Если кому-то придет в голову фантазия заявить мне: «Ее не существует», я не знаю, что сделаю, но, по правде говоря, не очень удивлюсь. Ведь то, что допускаешь в отношении других, в конце концов случается и с тобой тоже… Вот она, ловушка, в которую я попался. Надо оставаться самим собой, хотя бы из сострадания к другим.
Я заставляю себя еще раз внимательно посмотреть на Нафису, и снова во мне просыпается чувство одиночества, я чувствую себя чужим, отвергнутым. Она молча поднимается, такая лучезарная: лицо ясное, руки застыли в безмятежном спокойствии. На какое-то мгновение, показавшееся мне вечностью, она останавливается у двери, и вдруг я снова вижу ее напротив себя, она сидит, скрестив ноги, на бараньей шкуре и говорит со мной терпеливо, как обычно, я вижу ее склоненную набок голову, ее руки, потом внезапно обнаруживаю, что она опять стоит возле двери.
Нас несколько человек в лавке, мы говорим о Рахмоне, Аббазе, Леджаме, которые оказались во власти новых сооружений и обречены на гибель; говорим о других людях, о бегстве и о поимке, о неожиданных нападениях.
— Внизу, под землей, людей больше, чем здесь, в домах, — говорит Льедун.
Я бросаю взгляд на Аль-Хаджи.
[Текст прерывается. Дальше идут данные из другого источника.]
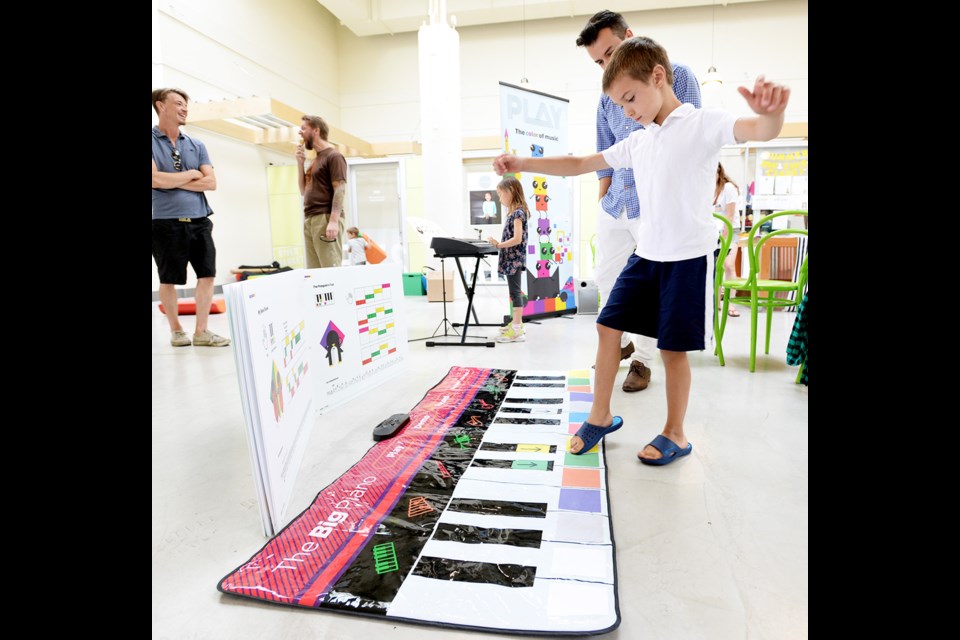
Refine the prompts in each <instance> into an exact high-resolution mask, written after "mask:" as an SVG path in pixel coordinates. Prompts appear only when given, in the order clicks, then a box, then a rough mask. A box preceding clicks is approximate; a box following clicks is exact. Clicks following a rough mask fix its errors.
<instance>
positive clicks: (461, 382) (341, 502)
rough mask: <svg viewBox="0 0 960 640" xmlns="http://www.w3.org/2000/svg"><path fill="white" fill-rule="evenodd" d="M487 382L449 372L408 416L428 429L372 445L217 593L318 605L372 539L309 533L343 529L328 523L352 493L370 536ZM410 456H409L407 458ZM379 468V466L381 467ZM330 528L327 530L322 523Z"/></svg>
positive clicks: (409, 430) (407, 430) (475, 377)
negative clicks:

Он не разделяет беспокойства, которое скрывает наша веселость, из всех нас он один живет в ладу с самим собой.
— В настоящий момент население — это наш арсенал, а люди — наше оружие, — со смехом говорит Зиан.
Мы смеемся вместе с ним, а я говорю, что не может быть, чтобы на сооружениях не знали секретов нашего подземелья и что не следует строить на этот счет никаких иллюзий. Все тут же умолкают и пристально смотрят на меня.
— Они никогда их не узнают, — твердо говорит Аль-Хаджи, нарушив наконец свое молчание.
Слова эти заставляют всех обернуться; застигнутый врасплох, я не знаю, что и сказать.
— Это ведь не их земля. Если бы под их землей… тогда другое дело.
— Еще бы, — одобрительно кивает кто-то.
Больше никто ничего не говорит, все думают о другом.
— А там, внизу, есть где спрятаться? — наконец не выдерживает Зиан.
— Под землей везде можно спрятаться.
«Это единственная наша надежда», — думаю я.
— Ужасно, — молвил кто-то.
— Ничего не поделаешь. Если бы у каждого дома, у каждой улицы, у каждого квартала было свое подземелье, думаете, там смогли бы удержаться?
— Но это невозможно!
— Почему же?
Я понял! Между нами и городом нет или почти нет никакой разницы, нас ничто не разъединяет, мы не там и не здесь, мы сами и есть город, а может быть, город — это и есть мы. Кто из нас кто? Неважно, этого нам никогда не узнать. Пространство, форма и границы у нас общие, что есть у нас, есть и у города, и так уже трудно вообразить, откуда берется у нас столько сил, столько возможностей, чтобы расставить все эти ловушки, проложить все эти ходы и выходы.